Un cardiologo italiano a Londra racconta la quarta ondata in Inghilterra: cresce il numero dei contagiati e dei ricoveri in ospedale (60% dei quali non vaccinati), ma calano i decessi (- 5%). A rilento la somministrazione delle terze dosi
Due milioni di contagiati, di cui la metà a Londra, un cittadino su 10 positivo, ma nessuna emergenza ospedaliera. I ricoveri si attestano su una media di 800 giornalieri contro i 5000 del dicembre 2020 e le morti sono 120, mentre le previsioni di fine anno ne davano 5000. Omicron, dunque, viaggia veloce ma non è letale e soprattutto fa meno paura agli inglesi.
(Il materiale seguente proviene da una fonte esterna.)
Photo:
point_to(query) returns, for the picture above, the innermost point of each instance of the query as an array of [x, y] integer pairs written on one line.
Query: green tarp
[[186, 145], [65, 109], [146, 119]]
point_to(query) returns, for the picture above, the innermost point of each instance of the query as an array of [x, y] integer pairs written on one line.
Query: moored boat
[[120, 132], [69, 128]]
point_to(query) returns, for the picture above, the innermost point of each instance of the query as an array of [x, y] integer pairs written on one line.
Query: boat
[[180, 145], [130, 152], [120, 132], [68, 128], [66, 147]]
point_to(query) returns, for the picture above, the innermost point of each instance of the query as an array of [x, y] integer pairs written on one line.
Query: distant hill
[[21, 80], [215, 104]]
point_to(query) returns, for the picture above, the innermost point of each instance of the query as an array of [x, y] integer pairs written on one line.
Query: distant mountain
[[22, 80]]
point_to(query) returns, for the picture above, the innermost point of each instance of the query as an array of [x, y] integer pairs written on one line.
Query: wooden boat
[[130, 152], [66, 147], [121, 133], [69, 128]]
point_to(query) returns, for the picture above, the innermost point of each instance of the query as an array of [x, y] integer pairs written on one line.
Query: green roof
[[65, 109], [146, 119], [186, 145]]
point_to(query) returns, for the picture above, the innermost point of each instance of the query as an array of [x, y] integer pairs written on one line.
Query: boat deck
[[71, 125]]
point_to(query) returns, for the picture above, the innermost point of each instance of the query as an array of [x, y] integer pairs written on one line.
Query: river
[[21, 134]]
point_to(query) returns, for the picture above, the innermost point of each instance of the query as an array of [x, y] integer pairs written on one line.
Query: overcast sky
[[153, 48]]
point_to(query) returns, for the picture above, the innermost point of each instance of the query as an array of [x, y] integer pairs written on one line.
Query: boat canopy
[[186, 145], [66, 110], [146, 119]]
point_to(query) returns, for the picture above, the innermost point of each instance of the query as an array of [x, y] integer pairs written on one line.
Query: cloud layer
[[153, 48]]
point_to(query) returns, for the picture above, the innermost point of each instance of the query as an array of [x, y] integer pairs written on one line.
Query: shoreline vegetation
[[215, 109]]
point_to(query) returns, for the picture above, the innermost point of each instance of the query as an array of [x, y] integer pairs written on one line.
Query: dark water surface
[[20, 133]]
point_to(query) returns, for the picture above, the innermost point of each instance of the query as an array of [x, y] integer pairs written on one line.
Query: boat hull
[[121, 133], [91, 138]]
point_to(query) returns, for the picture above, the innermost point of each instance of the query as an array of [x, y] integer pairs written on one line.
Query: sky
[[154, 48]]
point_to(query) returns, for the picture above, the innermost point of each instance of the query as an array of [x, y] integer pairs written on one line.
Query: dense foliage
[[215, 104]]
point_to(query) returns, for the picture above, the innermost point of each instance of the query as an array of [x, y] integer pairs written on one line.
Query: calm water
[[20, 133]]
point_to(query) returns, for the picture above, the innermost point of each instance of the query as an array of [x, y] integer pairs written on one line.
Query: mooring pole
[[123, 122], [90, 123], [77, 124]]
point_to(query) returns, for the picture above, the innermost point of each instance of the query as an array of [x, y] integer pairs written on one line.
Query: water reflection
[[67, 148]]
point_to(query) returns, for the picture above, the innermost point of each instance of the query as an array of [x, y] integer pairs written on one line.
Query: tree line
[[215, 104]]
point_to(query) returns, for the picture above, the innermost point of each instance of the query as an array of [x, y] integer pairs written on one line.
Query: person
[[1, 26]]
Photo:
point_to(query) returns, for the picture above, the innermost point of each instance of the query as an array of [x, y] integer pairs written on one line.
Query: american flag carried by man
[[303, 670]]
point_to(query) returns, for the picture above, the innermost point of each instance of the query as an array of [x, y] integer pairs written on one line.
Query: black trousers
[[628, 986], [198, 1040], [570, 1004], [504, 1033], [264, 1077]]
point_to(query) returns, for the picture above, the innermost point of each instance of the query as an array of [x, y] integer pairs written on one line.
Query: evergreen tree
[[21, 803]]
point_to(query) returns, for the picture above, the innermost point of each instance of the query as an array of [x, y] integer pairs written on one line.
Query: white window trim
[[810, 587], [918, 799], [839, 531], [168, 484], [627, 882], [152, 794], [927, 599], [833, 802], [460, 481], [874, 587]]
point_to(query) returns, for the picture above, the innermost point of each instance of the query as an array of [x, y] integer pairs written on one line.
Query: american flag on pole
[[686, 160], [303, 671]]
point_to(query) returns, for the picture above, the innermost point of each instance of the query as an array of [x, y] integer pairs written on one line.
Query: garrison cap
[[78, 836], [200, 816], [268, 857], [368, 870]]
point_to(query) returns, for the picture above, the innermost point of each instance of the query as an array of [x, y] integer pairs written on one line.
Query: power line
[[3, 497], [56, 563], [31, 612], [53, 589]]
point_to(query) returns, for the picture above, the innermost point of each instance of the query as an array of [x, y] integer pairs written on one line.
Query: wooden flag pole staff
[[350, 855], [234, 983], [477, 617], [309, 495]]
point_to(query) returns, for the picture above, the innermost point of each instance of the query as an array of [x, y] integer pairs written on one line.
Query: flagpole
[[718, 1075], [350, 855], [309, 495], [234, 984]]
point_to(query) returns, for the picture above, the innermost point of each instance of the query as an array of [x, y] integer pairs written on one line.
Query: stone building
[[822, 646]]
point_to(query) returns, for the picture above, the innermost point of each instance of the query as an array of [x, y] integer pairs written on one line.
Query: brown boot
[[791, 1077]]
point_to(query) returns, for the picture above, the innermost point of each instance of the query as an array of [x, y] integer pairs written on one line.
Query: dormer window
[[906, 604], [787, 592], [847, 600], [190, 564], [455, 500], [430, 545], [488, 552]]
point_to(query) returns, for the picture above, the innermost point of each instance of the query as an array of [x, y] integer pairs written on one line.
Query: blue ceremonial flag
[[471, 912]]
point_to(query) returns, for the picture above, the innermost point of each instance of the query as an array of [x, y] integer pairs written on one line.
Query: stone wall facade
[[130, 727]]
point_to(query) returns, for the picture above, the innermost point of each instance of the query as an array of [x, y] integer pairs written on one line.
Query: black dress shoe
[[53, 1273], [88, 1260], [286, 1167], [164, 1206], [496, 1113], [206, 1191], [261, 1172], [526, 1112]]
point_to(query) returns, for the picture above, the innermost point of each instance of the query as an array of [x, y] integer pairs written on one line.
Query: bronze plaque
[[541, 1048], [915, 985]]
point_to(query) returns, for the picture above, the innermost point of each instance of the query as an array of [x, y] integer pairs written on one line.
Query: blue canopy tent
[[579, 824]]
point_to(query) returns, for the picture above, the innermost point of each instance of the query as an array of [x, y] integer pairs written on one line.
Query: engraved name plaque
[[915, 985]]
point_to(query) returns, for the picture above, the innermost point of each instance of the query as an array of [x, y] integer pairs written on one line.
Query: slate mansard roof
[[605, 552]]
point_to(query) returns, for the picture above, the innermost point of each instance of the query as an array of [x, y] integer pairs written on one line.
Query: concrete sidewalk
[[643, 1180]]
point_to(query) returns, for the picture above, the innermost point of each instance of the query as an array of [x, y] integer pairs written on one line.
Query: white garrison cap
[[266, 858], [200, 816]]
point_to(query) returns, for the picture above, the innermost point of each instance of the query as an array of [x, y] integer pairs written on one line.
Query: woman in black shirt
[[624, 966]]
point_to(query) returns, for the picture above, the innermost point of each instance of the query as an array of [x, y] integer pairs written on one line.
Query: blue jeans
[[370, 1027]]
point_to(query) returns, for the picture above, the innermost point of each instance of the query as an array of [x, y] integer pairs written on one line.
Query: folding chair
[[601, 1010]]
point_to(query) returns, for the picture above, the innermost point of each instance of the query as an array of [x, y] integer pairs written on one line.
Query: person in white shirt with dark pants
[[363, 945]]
È questo il quadro che emerge ascoltando le parole di Francesco Logiudice, cardiologo italiano che da anni lavora all’Hammersmith Hospital di Londra.
«C’è stato un aumento di casi di embolia polmonare qualche settimana fa, ma ora la situazione è rientrata e non sembra esserci alcuna correlazione con il Covid. Dal mio punto di osservazione – racconta – la vera emergenza negli ospedali non è Omicron, che oggi rappresenta il 90% dei contagi in Inghilterra, ma la carenza di medici ed infermieri costretti a stare in quarantena a causa dei contatti con positivi che non permette di fare le squadre per gestire il servizio sanitario. Le conseguenze sono turni massacranti per chi è presente».
Cresce il numero dei positivi che negli ultimi quindici giorni ha fatto registrare un +30%, gli ospedalizzati sono aumentati dell’8,2%, ma i decessi non sono in crescita. «I morti a 28 giorni dal contagio sono scesi del 5% – puntualizza Logiudice – e questo è un segnale incoraggiante. Significa che la variante è altamente contagiosa, ma gli effetti del virus non sono gravi e chi viene ricoverato nel 60% dei casi è giovane (intorno ai 40 anni) e non è vaccinato, mentre il restante 30% è rappresentato da anziani con patologie pregresse, o fragili già vaccinati, ma con diverse comorbidità che li espongono ad un rischio maggiore di contagio. Insomma, gli ospedali Covid non sono sotto stress, i Pronto Soccorso e gli ospedali di urgenza invece lo sono, ma a causa di altre patologie. Interessante rilevare poi che l’influenza sembra essere scomparsa, grazie alle protezioni anti Covid».
L’obiettivo è l’immunità di gregge che sembra essere più vicina. «I casi positivi aumentano, il virus si diffonde ma chi è vaccinato sembra non correre rischi – ribadisce il cardiologo italiano -. Se la situazione dei ricoveri non si aggrava, nelle prossime settimane potremo rivedere le quarantene e ridurre gli isolamenti fiduciari passando da 7 a 5 giorni o, come accade già in alcune strutture ospedaliere inglesi, evitando la quarantena del personale non contagiato con il tampone giornaliero. Dobbiamo imparare a convivere con il virus, per non correre rischi sarebbe necessaria una dose di buon senso». Mascherine e areazione sui mezzi di trasporto, distanze di sicurezza e tampone ogni due giorni: poche regole che per Logiudice sarebbero sufficienti per tenere a bada il virus in attesa che il governo decida sulle vaccinazioni ai più piccoli (oggi consigliata solo a partire dai 12 anni) e sulle terze dosi.
Se negli ospedali dunque preoccupano le quarantene, fuori i cittadini si mostrano tranquilli e nonostante l’incalzante campagna vaccinale per la terza dose, in pochi scelgono per ora di sottoporsi al booster. «A tre mesi dalla seconda dose, si consiglia la terza, per questo sono stati reclutati medici di base e specialisti, sospese le attività ambulatoriali tranne quelle di cardiologia, ma la risposta per ora è stata insufficiente. Infatti, se alla prima dose hanno aderito oltre il 90% dei cittadini e alla seconda l’80%, la terza per ora ha convinto solo la metà degli inglesi. Non c’è partecipazione e non esiste il green pass – aggiunge -. I controlli vengono fatti solo nei luoghi affollati come concerti, teatri o durante i viaggi e la gente sopperisce con i tamponi».